Sorry if I wasn't clear enough. I thought that I made it clear throughout the whole thread that Pantone made these changes to match more accurately on all possible outputs the appearance of the Pantone inks as perceived by the human eye. Pantone makes 13 basic inks which are mixed in the printing shops with various percentages as specified in the Formula guides, which define 1677 mixing formulas to get that number of spot colors. The goal of the PMS (Pantone Matching System) has always been to achieve a more accurate match to the appearance of the spot colors.

Kals wrote:

… What colour library do we use when supplying a new logo to a client now? It used to be that you could supply one, or at most two colour versions (spot colour and CMYK). When you hand over these files, you do so knowing that you can't control under what conditions these will be used, but at least you could rest easy knowing that the CMYK numbers would remain intact, and without any client-side colour management at all, a printer could expect to see the same numbers defined by Pantone—numbers they know how to work with. But now you have different numbers defined for different papers, and no explicit CMYK numbers for spot colour libraries. So how do we supply a CMYK version of the client's new logo now? Do we give them one for coated paper and one for uncoated, in addition to spot colour versions? Then multiply that by each variation of the logo (e.g. if there is a vertical and horizontal version)? I tell you, clients have enough trouble as it is managing their logo files without all this confusion....
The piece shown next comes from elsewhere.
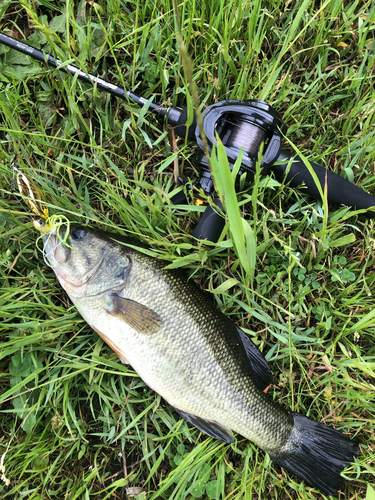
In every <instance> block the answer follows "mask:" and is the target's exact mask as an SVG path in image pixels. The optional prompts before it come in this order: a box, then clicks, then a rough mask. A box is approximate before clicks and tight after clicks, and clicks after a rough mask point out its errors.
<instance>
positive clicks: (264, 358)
mask: <svg viewBox="0 0 375 500" xmlns="http://www.w3.org/2000/svg"><path fill="white" fill-rule="evenodd" d="M235 326H236V328H237V332H238V334H239V336H240V339H241V342H242V345H243V347H244V349H245V352H246V356H247V358H248V360H249V362H250V363H249V365H250V366H249V369H250V375H251V378H252V379H253V381H254V383H255V385H256V386H258V387H259V389H260V390H262V391H264V389H266V388H267V387H268V386H269V385H270V384H272V382H273V377H272V372H271V370H270V367H269V366H268V363H267V361H266V360H265V358H264V356H263V354H262V353H261V352H260V350H259V349H258V347H257V346H256V345H255V344H254V342H252V340H251V339H250V338H249V336H248V335H246V333H245V332H244V331H242V330H241V328H239V327H238V326H237V325H235Z"/></svg>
Nothing is stopping you to continue the way you have done it if that's what you want. Pick any Pantone library you like, old or new doesn't matter, at the end you are giving your client the name of a Pantone color for spot color printing and a set of CMYK values that you are happy with. In my post #35 I told you how to do that. If you don't like that some channel like yellow has a value or is not rounded just round it or type 0, you can type 0 for all channels but one and it will print on one plate only if this is your goal. I really don't see this as a serious problem. You don't have to learn color management or educate your clients how to achieve consistent color on various outputs from different devices if so far you haven't done so and your business is fine. This has always been a problem and has nothing to do with Pantone. The only problem is opening documents with Pantone colors defined with the old libraries in a Illustrator installation with the new plus libraries. And you fix this as I said in post #35. Find the old values and define with them the spot color as CMYK build.